Energy rolled over the ground with a scent as sharp as a summer
storm. It was high sorcery. Wizardry more powerful than even
Alistair was able to use.
The hair on his arms rose. He was
mesmerized, confused but oddly thrilled.
A voice spoke from inside his mind.
Would you truly accept responsibility for
the power of life and death?
Fear rose inside him, but Arianna’s weight
was dead in his arms and her slack cheek reflected the new
moonlight with a chalky sheen. Her hair trailed over his wrist to
seek communion with the black soil below.
“Yes,” he said aloud. “I would do anything
to save her.”
And in that moment he knew it was true.
Garrick would do anything to save Arianna, anything to save their
future, anything to care about something as much as he cared about
her.
A perfect silence grew in which even
Garrick’s breathing seemed to halt. The wind died. Leaves hung
toward the ground with silver-backed limpness.
“Anything,” Garrick whispered again.
So be it
.
A new power filled him.
His heart pounded with unworldly drumming.
Fluorescent flames danced on his fingertips and burned Arianna’s
blood from his skin. He cradled her head in one hand and rubbed her
temple with the other. Glorious energy flowed, sorcery fed from
somewhere deep inside his being, blue and green and blue again. The
smell of warm honey grew omnipresent as a river of power seeped
into Arianna’s wounds to bring torn tissue together, mend damage,
and give life.
He felt intertwined with her. He felt deeply
together
.
Then it was over.
The wind whispered. Trees creaked, and tears
dried on his cheeks in the nighttime chill.
Arianna took a shuddering breath, then
opened her eyes.
He had never seen anything more
beautiful.
Elman Rigtha, a mage of the Lectodinian order,
sat on his roan and waited for the Koradictine captain to finish
his preparations.
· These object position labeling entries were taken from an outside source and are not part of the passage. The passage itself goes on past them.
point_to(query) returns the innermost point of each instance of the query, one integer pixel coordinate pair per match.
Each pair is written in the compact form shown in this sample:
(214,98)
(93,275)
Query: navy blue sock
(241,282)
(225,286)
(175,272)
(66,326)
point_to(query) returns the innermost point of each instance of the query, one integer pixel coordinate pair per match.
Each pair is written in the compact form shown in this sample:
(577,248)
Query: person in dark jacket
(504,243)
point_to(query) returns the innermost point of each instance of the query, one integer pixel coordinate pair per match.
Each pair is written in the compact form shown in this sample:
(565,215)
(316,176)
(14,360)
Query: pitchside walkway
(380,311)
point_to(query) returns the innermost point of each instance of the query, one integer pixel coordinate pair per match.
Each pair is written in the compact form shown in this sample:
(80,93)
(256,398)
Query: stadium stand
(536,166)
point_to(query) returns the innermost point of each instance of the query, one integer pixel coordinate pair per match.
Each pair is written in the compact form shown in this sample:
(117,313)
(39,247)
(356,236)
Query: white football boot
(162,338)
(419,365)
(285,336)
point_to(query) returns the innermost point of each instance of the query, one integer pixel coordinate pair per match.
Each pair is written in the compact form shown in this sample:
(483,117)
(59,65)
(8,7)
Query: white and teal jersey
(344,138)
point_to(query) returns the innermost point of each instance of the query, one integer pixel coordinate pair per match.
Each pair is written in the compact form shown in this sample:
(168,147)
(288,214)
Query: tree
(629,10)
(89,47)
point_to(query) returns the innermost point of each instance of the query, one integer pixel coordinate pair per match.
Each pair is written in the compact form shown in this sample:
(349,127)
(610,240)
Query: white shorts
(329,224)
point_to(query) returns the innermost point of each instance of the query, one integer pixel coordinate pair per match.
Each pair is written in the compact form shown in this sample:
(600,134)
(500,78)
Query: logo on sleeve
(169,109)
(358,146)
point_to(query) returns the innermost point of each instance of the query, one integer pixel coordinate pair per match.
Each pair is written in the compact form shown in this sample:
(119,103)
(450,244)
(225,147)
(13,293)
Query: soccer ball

The night had grown dark, but the moon was bright
enough to see by.
Six Koradictines and six Lectodinians
prepared for their mission, whispering to themselves and playing
through spell work as they tightened the binds on their mounts.
Leather saddles squeaked and a sword rasped against its sheath. A
horse gave an impatient nicker. They had been working together for
eight days, yet the oddity of mages from the two orders casting
spells side-by-side had not worn off.
The Torean House should be scoured quickly,
though, then they would deal with the Koradictines once and for
all.
That had to be the plan, right?
They smelled, after all. These Koradictines.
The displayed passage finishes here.